How long before discussion of the Holocaust is banned for being ‘anti German hate speech’? That seems absurd, it is absurd, but, other than the lack of an organised lobbying campaign to protect the image of 1930s-40s German National Socialists, why is it different from San Francisco’s bay area public transport authorities ‘Withholding crime surveillance videos to avoid racial stereotypes’ https://www.foxnews.com/us/bart-officials-withholding-crime-surveillance-tapes-for-fear-of-racial-stereotyping , or UK authorities in Rotherham suppressing data and debate about gangs of rapist paedophiles because the information would ‘harm community relations’ (or, a demographic that consistently voted for the local ruling party). The underlying debate is between those that worry about an image being damaged by publicity, and those that think the best way to avoid bad publicity is by not committing genocide, not raping, etc. (and who believe that the greater the prospect of exposure, the lower the risk of the crime in the first place)
One notch up from ‘hate Speech’ and we have support for / ‘glorification’ of Terrorism. Actual promotion of real terrorist violence would be covered by the ban on inciting violence, but going any further would be dangerous. No one supports ‘Terrorism’, because it has gone from something with an objective definition (covert forces attacking civilian targets to incite fear/terror in the general population), to being how we describe political violence by those we don’t agree with. Not content with that level of subjectivity, the 2023 GOP primary contenders vying to appear ‘the toughest’ on crime now has them designating Mexican drug gangs as ‘terrorist’ organisations: ‘Terrorist = very bad’, therefore ‘Very Bad = Terrorist’. Perhaps the cartel bosses will not progress from being called ‘terrorists’ to being Nobel peace prize winners / heads of states (a la Nelson Mandela, Yasser Arafat, David Ben Gurion, Martin McGuinness), but giving officials/politicians the right to disapply the bill of rights by saying ‘terrorism’ only guarantees that they will say it a lot, however tenuous the link to actual terror-inducing-bombing-of-civilians terrorism.
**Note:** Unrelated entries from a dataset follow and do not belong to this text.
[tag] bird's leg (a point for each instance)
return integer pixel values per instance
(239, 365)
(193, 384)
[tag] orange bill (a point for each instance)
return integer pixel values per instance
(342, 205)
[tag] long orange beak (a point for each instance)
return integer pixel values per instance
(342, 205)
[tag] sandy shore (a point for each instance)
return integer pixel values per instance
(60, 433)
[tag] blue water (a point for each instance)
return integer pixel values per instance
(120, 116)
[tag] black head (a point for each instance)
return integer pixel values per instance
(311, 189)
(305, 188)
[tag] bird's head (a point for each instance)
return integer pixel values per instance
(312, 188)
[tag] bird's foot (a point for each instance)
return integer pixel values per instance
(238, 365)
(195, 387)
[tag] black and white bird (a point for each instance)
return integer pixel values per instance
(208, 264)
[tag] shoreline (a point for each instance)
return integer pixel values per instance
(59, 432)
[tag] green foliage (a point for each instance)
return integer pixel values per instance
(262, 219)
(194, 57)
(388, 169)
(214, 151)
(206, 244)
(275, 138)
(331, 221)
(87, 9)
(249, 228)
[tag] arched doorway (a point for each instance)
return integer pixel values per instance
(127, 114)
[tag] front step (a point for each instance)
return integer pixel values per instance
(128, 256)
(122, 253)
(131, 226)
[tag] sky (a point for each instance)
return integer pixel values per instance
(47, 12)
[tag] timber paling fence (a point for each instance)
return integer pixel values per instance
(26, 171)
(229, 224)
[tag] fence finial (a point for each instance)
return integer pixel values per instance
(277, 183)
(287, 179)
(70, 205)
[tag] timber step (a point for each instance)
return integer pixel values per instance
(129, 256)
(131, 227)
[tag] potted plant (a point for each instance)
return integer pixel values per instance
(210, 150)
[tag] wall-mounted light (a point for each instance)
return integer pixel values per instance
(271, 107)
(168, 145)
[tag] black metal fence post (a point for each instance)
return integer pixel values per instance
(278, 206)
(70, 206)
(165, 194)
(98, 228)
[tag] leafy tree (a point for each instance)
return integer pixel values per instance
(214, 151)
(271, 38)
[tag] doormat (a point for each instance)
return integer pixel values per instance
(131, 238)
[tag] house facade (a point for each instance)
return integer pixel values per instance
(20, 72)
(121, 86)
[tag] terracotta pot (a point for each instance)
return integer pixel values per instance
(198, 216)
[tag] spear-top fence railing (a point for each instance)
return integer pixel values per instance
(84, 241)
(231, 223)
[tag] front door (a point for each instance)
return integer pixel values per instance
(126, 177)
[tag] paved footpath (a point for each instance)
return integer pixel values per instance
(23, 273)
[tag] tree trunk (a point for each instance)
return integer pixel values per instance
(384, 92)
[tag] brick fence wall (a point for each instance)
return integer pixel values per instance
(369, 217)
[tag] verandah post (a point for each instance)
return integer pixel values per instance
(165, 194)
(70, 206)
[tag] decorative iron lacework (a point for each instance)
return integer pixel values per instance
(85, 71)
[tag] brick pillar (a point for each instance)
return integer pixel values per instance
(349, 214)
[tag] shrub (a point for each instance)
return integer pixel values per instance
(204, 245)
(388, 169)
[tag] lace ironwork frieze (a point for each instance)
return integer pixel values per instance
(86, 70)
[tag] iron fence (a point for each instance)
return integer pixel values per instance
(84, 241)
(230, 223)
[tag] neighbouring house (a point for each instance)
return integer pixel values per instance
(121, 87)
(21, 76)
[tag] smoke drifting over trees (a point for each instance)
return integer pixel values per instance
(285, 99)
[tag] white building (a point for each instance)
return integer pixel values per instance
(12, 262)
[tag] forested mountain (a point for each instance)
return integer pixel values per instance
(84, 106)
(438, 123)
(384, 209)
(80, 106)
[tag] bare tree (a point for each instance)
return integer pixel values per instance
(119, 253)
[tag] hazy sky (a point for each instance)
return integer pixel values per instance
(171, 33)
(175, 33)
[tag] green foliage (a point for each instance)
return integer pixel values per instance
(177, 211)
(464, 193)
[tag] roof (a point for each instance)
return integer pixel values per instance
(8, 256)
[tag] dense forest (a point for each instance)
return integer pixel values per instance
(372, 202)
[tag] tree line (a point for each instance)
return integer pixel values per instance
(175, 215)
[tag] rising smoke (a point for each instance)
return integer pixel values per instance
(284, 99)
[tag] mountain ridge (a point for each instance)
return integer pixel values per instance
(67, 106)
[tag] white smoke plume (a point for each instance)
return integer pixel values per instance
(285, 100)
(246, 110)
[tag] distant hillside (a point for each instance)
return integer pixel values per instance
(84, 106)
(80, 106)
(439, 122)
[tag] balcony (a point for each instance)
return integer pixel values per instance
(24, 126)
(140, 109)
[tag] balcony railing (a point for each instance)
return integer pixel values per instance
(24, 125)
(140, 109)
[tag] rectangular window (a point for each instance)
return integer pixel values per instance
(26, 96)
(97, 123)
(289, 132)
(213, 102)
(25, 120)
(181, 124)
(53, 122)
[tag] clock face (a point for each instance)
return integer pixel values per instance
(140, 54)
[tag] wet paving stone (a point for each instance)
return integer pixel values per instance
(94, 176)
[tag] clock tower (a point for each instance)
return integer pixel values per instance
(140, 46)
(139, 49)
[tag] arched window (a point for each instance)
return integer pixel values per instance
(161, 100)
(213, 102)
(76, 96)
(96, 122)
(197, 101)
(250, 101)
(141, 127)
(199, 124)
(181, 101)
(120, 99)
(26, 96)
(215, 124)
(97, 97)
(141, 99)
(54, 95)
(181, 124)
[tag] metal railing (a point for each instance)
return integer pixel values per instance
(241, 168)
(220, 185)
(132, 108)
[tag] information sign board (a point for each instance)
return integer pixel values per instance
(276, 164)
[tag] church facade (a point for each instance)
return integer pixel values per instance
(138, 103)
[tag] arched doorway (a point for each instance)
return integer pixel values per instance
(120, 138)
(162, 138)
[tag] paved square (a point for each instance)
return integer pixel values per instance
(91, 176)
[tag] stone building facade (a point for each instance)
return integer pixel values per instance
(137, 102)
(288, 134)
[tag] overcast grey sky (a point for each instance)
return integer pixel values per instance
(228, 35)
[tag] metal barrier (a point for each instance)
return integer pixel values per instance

Justifications for Censorship are rooted in the belief that the orthodoxy being protected is so obviously true that there is no reasonable justification for any contrary view. The urge to censor comes from the popular approach of ascribing any disagreement to the other party being either a fool or a knave. Galileo Galilei was deemed a fool for denying the sun revolved around the earth, John Wycliffe was a knave for allowing people to read the bible in English, DH Lawrence was a knave for writing the obscenity in Lady Chatterley and a fool for suggesting it would not corrupt its readers. The suffragettes were fools for thinking that women could be trusted with the vote. Lord Melbourne observed wistfully “What all the wise men promised has not happened, and what all the damned fools said would happen has come to pass.”. Free Speech lets ‘the fools’ speak, we can always choose to ignore whatever is unpersuasive. Let us rediscover political discourse. Censorship is a vote of no confidence in the ability of people to discern the truth, a vote against the scientific/dialectic process that has advanced technology, understanding, and ideas. and a vote in favour of empowering a corruptible authority that wont be putting the public interest first. Rather than that, lets live with offence (disagreeing with something some people hold dear) , ‘hate speech’ (disagreeing with something some people hold dear) and ‘disinformation’ (disagreeing with something some people hold dear). Because that thing that ‘some people hold dear’ may be wrong, and may disagree with something that we hold dear.